🤖 AI Summary
This study addresses the limitations of existing value assessments for large language models, which often rely on single behavioral metrics and fail to capture structural trade-offs within comprehensive moral frameworks. To overcome this, the work introduces Q methodology into LLM value evaluation, establishing a symmetric forced-ranking protocol between humans and models based on 140 moral statements to quantify alignment in value structures. Leveraging Procrustes analysis, RSA-based Spearman correlation, deterministic bucket mapping, and multi-temperature repeated sampling across twelve mainstream models, the research uncovers significant family-level heterogeneity, sensitivity to generative stochasticity, and localized misalignments.

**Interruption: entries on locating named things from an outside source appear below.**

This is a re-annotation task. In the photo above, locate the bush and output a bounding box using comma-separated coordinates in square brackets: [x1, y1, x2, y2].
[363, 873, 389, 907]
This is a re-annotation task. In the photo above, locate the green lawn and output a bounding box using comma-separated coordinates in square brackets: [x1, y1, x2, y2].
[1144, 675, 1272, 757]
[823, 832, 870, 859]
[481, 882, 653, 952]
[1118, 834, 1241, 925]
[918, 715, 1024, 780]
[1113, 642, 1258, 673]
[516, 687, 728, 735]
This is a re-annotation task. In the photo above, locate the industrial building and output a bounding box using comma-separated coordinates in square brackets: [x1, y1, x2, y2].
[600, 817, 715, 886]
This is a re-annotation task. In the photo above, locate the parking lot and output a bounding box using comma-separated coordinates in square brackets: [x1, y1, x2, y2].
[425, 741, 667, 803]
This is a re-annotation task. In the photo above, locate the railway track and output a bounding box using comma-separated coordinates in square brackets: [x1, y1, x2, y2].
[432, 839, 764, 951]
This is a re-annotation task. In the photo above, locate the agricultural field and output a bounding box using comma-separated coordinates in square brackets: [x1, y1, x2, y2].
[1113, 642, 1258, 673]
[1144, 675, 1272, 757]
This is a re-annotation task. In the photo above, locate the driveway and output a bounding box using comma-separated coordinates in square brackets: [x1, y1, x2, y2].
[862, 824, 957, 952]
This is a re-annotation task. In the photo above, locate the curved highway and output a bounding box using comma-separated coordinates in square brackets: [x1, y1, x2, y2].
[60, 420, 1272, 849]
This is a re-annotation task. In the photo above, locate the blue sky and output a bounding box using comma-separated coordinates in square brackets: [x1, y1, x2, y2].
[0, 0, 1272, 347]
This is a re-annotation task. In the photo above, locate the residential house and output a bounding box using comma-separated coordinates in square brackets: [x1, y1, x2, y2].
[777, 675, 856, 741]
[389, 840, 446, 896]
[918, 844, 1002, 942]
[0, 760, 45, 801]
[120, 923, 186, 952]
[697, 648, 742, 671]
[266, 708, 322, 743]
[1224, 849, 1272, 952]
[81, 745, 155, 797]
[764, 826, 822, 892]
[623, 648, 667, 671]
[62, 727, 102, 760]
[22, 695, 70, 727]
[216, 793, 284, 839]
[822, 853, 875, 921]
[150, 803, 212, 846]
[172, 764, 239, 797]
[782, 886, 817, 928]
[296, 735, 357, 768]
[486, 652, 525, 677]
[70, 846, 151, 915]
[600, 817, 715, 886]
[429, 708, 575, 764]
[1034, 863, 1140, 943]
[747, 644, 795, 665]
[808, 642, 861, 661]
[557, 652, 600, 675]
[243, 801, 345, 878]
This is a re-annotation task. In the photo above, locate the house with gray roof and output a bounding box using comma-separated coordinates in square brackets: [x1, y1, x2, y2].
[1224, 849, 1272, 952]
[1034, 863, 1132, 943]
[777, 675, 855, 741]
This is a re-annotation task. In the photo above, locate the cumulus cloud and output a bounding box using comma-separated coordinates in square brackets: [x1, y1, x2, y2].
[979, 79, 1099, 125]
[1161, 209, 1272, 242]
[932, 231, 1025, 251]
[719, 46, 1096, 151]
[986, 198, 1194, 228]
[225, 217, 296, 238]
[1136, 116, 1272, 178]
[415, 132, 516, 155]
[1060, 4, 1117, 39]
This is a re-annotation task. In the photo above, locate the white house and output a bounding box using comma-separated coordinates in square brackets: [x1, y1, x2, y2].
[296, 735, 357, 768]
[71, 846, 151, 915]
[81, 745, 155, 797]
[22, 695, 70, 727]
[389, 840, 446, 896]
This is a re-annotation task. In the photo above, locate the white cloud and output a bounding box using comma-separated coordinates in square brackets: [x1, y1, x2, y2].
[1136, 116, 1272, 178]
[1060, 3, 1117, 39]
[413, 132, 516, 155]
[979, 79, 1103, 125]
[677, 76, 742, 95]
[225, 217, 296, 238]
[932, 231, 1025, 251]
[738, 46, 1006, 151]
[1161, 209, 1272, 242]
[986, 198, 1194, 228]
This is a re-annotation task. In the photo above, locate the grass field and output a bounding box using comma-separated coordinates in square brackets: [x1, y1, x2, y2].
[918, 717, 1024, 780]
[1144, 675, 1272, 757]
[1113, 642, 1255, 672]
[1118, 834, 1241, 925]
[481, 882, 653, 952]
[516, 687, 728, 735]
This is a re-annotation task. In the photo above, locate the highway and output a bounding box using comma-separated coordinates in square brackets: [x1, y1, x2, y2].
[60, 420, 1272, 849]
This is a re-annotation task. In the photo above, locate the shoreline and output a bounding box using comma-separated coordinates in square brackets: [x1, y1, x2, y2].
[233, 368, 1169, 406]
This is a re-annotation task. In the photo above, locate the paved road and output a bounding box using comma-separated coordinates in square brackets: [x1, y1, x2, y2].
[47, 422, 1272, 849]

These findings reveal that high aggregate scores can mask deep structural discrepancies, thereby advocating for a new evaluation paradigm centered on structural alignment rather than surface-level consistency.
📝 Abstract
Large Language Models (LLMs) are increasingly deployed in contexts requiring complex moral reasoning and value trade-offs. However, existing evaluations typically rely on item-level behavioral metrics, which fail to capture how models structurally prioritize competing values as a cohesive system. To address this, we propose a symmetric human-LLM evaluation framework, grounded in Q methodology, to measure value-structure alignment. Under our protocol, humans and models sort an identical 140-item moral statement set into a shared nine-column forced distribution; for LLMs, we elicit strict rankings and deterministically map them to Q-sort buckets. Using a human reference sample ($N=35$), we establish a stable three-factor reference geometry specific to this instrument and sample. We evaluate 12 LLMs across four model families via 240 replicated Q-sorts at two temperature settings, quantifying structural alignment via Procrustes similarity ($φ$) and RSA-based Spearman correlation ($ρ$). Our results reveal significant cross-family heterogeneity, model-specific sensitivity to generation stochasticity and localized misalignment, which demonstrate that favorable global scores can obscure underlying regional distortions. While rank- and bucket-based analyses remain highly consistent, prompt phrasing introduces notable variance. Ultimately, assessing value-structure alignment provides a crucial structural complement to traditional itemwise moral benchmarks.